Transplantation procedure to endometrial cavity is performed with ultrasound guidance on menstrual cycle day 5-6 through uterine cervix using cater for embryo transfer with 1 ml of suspension containing 5 millions of autologous bone marrow-derived mesenchymal stem cells Three cycles of HRT following MSC transplantation; Pipelle-biopsy of endometrium on day 20 of hormonal replacement therapy of the last (third) cycle; Frozen/thawed embryo transfer 3-6 months after transplantation.

Other hormonal replacement therapy

standard treatment of hypoplastic endometrium or Asherman's syndrome: Three cycles of HRT preceding frozen/thawed embryo transfer; Frozen/thawed embryo transfer.

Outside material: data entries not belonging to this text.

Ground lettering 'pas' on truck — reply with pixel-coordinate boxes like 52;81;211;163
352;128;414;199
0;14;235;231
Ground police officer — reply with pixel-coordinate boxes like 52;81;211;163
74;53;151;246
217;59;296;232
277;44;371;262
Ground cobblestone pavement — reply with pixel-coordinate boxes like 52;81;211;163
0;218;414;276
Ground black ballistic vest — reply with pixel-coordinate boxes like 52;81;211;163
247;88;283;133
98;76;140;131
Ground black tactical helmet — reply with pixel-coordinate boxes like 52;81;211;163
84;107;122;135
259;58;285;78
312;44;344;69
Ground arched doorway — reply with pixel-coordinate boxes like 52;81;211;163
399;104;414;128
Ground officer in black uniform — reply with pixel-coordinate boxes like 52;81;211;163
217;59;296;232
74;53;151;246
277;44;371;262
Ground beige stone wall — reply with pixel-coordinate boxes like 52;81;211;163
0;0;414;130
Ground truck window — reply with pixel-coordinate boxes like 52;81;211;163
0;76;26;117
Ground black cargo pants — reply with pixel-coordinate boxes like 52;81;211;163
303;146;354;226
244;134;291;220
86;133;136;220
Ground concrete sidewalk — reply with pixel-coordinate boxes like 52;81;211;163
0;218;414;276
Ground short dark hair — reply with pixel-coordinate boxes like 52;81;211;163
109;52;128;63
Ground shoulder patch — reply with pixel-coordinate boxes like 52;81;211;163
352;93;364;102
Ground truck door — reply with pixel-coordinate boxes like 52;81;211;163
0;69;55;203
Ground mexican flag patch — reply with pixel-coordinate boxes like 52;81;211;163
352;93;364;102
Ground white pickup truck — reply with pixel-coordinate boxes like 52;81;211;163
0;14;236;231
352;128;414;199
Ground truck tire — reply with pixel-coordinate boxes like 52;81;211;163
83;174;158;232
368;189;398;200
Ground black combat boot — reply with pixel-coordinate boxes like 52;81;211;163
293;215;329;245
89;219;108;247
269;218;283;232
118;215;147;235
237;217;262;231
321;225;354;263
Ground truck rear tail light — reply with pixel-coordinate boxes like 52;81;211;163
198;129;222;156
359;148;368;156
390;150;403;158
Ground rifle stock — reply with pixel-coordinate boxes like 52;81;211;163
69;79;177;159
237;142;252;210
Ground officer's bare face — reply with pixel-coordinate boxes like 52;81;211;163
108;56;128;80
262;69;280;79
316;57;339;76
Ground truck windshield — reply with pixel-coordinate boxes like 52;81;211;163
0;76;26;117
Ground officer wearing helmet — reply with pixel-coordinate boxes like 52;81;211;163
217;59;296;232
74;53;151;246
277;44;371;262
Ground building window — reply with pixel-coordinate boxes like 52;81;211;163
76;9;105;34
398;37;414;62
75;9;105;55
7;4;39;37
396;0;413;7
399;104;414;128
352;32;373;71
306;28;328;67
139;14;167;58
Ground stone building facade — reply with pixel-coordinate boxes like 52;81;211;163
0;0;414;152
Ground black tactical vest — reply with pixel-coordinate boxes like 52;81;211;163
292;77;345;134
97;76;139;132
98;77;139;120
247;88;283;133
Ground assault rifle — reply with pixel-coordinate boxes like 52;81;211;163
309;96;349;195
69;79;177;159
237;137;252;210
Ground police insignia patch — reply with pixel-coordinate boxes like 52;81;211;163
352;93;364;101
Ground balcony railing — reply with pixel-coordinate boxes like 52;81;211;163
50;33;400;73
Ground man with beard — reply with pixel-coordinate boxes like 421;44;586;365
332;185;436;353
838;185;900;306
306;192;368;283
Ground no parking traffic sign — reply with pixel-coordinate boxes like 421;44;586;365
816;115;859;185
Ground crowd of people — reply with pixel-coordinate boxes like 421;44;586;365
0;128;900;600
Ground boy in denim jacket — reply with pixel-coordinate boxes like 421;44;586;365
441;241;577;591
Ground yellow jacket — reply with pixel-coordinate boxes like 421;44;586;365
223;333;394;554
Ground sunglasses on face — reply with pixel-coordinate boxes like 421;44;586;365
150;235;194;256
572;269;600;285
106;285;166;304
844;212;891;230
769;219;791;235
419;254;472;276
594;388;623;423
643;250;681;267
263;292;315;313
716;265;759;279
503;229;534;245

bone marrow-derived MSC and HRT Experimental

endometrial injection of autologous cell product of MSC with hormonal replacement therapy before frozen/thawed ET

hormonal replacement therapy Active Comparator

standard endometrial preparation for frozen/thawed ET

Criteria

Inclusion Criteria:

Repeated IVF attempts with high and good quality embryo transfer in fresh and frozen IVF cycles;
Age 20-44 years;
Endometrial thickness less than 6 mm in 2 or more of HRT cycles for endometrial preparation for embryo transfer
Hysteroscopic evidence of fibrosis processes of uterine cavity with the absence of positive dynamics of HRT in 3 months following operation;
Signed informed consent.

Exclusion Criteria:

Contraindication for pregnancy;
Absence of cryopreserved embryos, stored at clinic's cryobank;
BMI > 30 kg/m2;
Impaired carbohydrate metabolism according to glucose tolerance test;
Thrombosis in anamnesis;
Oncological diseases in anamnesis;
Diagnosed inherited thrombophilia;
Uterine fibroids of more than 4 cm or more than 2 fibroids of 2.5 cm diameter;
Nodal form of adenomiosis;
Ovarian cysts more than 4 cm in diameter.